Many student loan buyers face a difficult decision when they buy a home.
Mortgage lenders generally require a 20% down payment on the home in order to avoid Private Mortgage Insurance, known as PMI. For this reason, many homebuyers opt to set aside 20% before making a purchase.
The dilemma for student loan borrowers is that each dollar that is used towards a down payment, is a dollar that cannot be used to pay down student loans.
Is it better to pay down student loans and live with PMI?
The short answer is that it depends.
Some borrowers may be tempted to live with PMI for a period of time in order to pay off some of their student loans. The advantage of this route is that borrowers can essentially turn high-interest student loan debt into low-interest mortgage debt. The cost of this maneuver is having to make PMI payments. For those with interest rates above 7 or 8%, it could be tempting.
The problem with making this move is that the decision isn’t one that can be made purely based upon interest rates. Tax implications and personal preferences also need to be considered.

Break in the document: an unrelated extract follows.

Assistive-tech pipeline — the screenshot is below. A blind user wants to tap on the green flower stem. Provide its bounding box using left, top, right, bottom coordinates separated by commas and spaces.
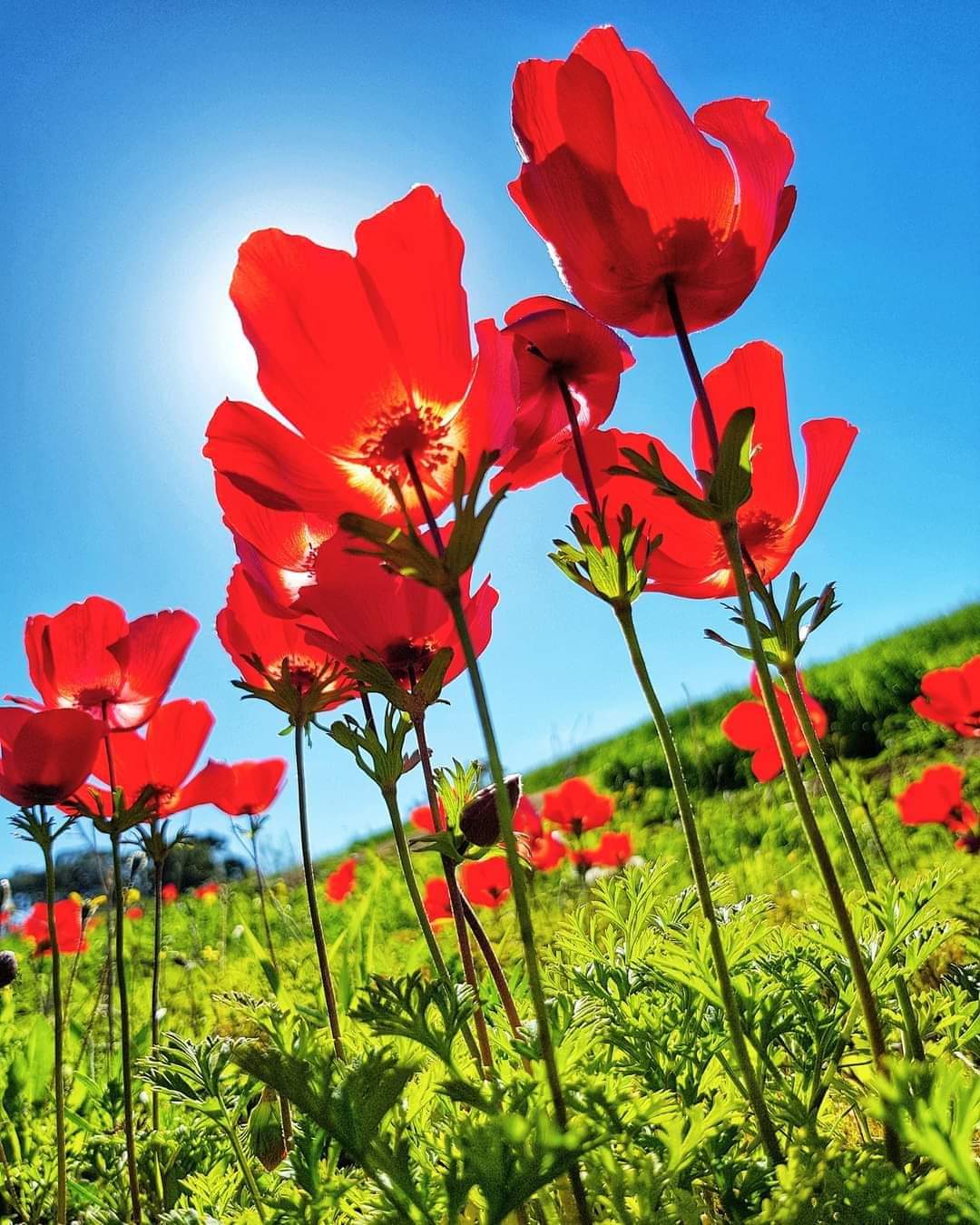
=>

There is an interest rate deduction for both student loans and mortgages. However, these deductions are not created equal.
The mortgage interest deduction is up to $10,000 per year and there is no income cap of phase out. The only limitation is that it can only be used on homes that cost less than $750,000 under the new tax law.

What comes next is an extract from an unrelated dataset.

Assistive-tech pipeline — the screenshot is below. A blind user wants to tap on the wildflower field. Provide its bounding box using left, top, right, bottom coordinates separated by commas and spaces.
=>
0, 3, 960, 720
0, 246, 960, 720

The student loan interest deduction is limited to $2,500 and the benefit starts to phase out for borrowers with AGIs above $65,000 and completely eliminated for single borrowers with and AGI above $80,000. These numbers jump to $135,000 and $165,000 respectively for married filing jointly borrowers.
A final consideration is the fact that only taxpayers who itemize can take advantage of the mortgage interest deduction, but those who take the standard deduction can still claim student loan interest.
Danger of Default
Another concern to keep in mind is the danger of default on two different loan types.
If you don’t pay your mortgage, you will eventually lose your house.
Falling behind on your student loan payments can lead to wage garnishments and devastating credit consequences, but student loan defaults don’t usually result in evictions.
Door Number Three
The PMI, student loan, and mortgage down payment considerations do not have just the two possible options.
Borrowers with high interest student loan debt should also consider refinancing their student loans. By going this route, a larger down payment on a home is possible without committing to long-term high-interest student debt.
Like mortgages, refinancing student loans requires credit approval. For this reason we usually suggest student loan refinancing be done long before the mortgage process starts, or once the loan is closed. If you are considering refinancing student loans while applying for a mortgage, be sure to consult with your mortgage lender to make sure that the student loan process does not cause issues with the mortgage.
Options for paying down existing debt or making a down payment on a home can be confusing.
However, by considering the tax consequences, default risks, and interest rates, consumers can find the solution that best fits their needs.